The condor host is one of the windows machines. The windows machines
work as expected and can submit and run jobs.
All the machines can run condor_status and get the correct list of
machines in the pool.
All the machines can run condor_q and get their local queue.
When any of the machines run condor_q - global, I get "-- Failed to
fetch ads from: <***.***.***.***:1057> :
alsp-condorslv.alspac.bris.ac.uk CEDAR:6001:Failed to connect to
<***.***.***.***:1057>" for each of the Linux machines that have jobs
in their local queues.
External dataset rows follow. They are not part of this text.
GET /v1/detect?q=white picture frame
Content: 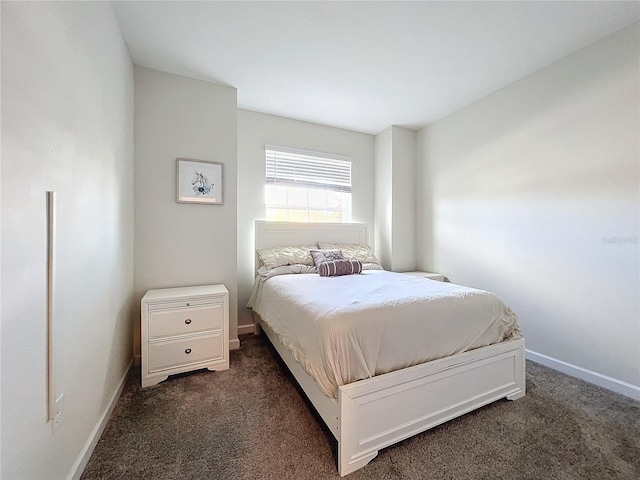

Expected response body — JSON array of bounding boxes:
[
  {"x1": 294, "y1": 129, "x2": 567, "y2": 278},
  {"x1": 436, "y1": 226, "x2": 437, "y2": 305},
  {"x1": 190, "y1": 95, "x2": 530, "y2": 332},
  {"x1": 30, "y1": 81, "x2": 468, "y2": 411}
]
[{"x1": 176, "y1": 158, "x2": 223, "y2": 205}]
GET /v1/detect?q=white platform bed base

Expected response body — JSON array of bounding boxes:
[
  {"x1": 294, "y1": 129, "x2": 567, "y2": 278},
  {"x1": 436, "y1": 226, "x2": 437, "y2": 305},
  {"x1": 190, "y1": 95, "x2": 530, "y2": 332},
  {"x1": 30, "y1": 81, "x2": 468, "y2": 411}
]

This message is returned, even when condor_q
-global is run on the Linux machine with queued jobs.
The Linux machines can see the local queues of the windows machines
with condor_q -global.
Jobs submitted by windows machines, set to require a Linux execute
machine do not run, and running condor_q -analyze gives "3 are
rejected by your job's requirements, 3 match, match, but reject the
job for unknown reasons".
Jobs submitted by Linux machines, set to require either a windows or
Linux execute machine do not run, and running condor_q -analyze gives
"3 are rejected by your job's requirements, 3 match, match, but reject
the job for unknown reasons".
hostallow_read and hostallow_write are set to "*" on all machines.
The log levels are set to the defaults on all the machines. The
windows machines have "DaemonCore: Command received via TCP from host
<***.***.***.***:****>" from the machine its self, and from the condor
host for every command I give. The logs on the Linux machines do not
have these messages.
Looking at the negotiator log, for the Linux machines, I get "Can't
connect to <137.222.33.60:1028>:0, errno = 10060" and "getpeername
failed so connect must have failed" and "SECMAN:2003:TCP connection to
<137.222.33.60:1028> failed". A few times the condor host manages to
match a job with the Linux machines, but it fails to start with the
error "condor_read(): recv() returned -1, errno = 10054, assuming
failure. Failed to get reply from schedd".
Can anyone suggest anything that I can try to get the Linux machines
cooperating with the windows ones?

Thanks,
Matthew Cattle